For each sensory modality, the questionnaire started with a screening item, by means of which participants were asked to report whether they had ever experienced any hallucinations in that sensory modality. If answered affirmatively, participants were then asked whether they had noticed such experiences during the past week, and, if not, during the past month. Hallucination phenomenology was only assessed for hallucinations that were reported within the past week or month. These participants received a series of multiple-choice items about the phenomenology of their hallucinations, i.e., for AH, VH, TH, and OH: frequency, age of onset, and relation to bothersome experiences; for AH, VH: duration, emotional burden, ensuing distress, ensuing disfunctioning, time of the day, perceived location, insight, commands, interaction, and the comorbid presence of illusions.
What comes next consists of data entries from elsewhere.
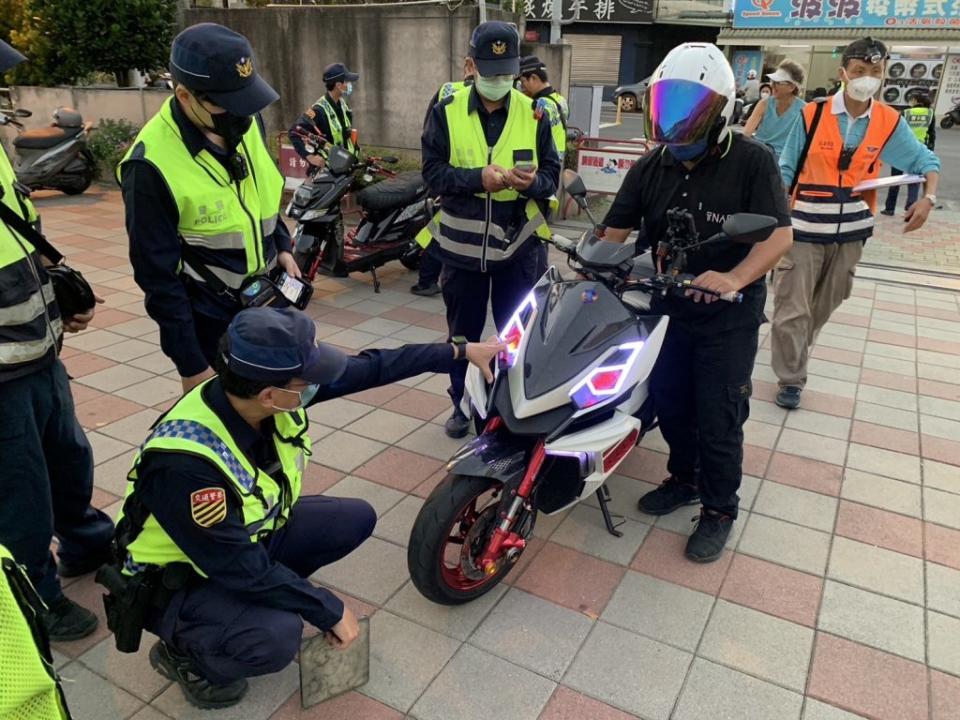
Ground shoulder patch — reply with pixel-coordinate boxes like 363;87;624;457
190;487;227;527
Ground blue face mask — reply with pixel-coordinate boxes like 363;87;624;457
667;138;707;161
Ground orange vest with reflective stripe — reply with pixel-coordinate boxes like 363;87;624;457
793;100;900;243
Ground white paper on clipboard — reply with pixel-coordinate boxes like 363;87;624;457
853;175;927;192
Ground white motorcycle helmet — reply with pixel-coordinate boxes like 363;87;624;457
644;43;736;149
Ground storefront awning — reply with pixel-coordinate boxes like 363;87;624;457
717;27;960;46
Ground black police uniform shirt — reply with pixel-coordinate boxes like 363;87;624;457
137;343;456;629
120;102;291;377
287;93;353;158
603;133;790;330
420;87;560;269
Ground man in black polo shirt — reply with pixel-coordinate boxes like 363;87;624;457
604;43;793;562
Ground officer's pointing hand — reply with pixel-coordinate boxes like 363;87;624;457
467;336;507;383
The questionnaire also contained an open question in which participants were asked to provide an example of the content of their experiences (AH, VH, TH, and OH), along with a multiple-choice question regarding the content of voices (AH) or images (VH).

Delusions

The assessment of delusions was an optional part of the online survey, using the delusion items from the QPE12,45. Each of the nine included delusion types (paranoia, reference, guilt, control, religious, grandeur, somatic, Capgras, Cotard) was introduced by a screener question to assess their lifetime presence. If answered affirmatively, the participant was asked to indicate the presence of that thought within the past week, and, if present, how much they were convinced of its truth. Following the definition in the interview-version of the QPE, the reported phenomenon was only considered a delusion if the participant reported being near to fully convinced of their truth. In case of full conviction, participants were asked to answer additional phenomenological questions about the frequency of the phenomenon and any ensuing distress and disfunctioning. When a participant reported to be in doubt or even entirely unconvinced of an idea, the reported phenomenon was not considered delusional in nature, and the questionnaire would continue with the next screener question.

Data analysis

Supplementary Figure 1b provides an overview of all entries and exclusions in the study databases. Phenomenological details of hallucinations were based on descriptive analyses of the accompanying QPE items. To create a comprehensive overview, we merged phenomenological data from participants who experienced hallucinations in the past week and the past month. The open items of the QPE were used to manually explore and categorize the content of the reported phenomena for each sensory modality. Categories that contained 1% or less of the provided examples were labeled as ‘other’. Delusions were categorized as either absent or present; presence was defined as ‘having occurred during the past week, with near to full conviction’. Demographic characteristics and delusions were compared between four distinct subgroups, categorized based on the most recent occurrence of hallucinations: never experienced (‘never’); experienced, but not during the past month (‘more than 1 month ago’); experienced during the past month, but not during the past week (‘past month but not week’), and experienced during the past week (‘past week’). We used Pearson’s chi-square for categorical data, and, depending on the normality of their distribution (based on Kolmogorov–Smirnov tests and visual inspection of the raw data distribution), a one-way ANOVA or Kruskal–Wallis-test for continuous data. Analyses were performed using IBM SPSS Statistics version 22.0.

Reporting summary

Further information on research design is available in the Nature Research Reporting Summary linked to this article.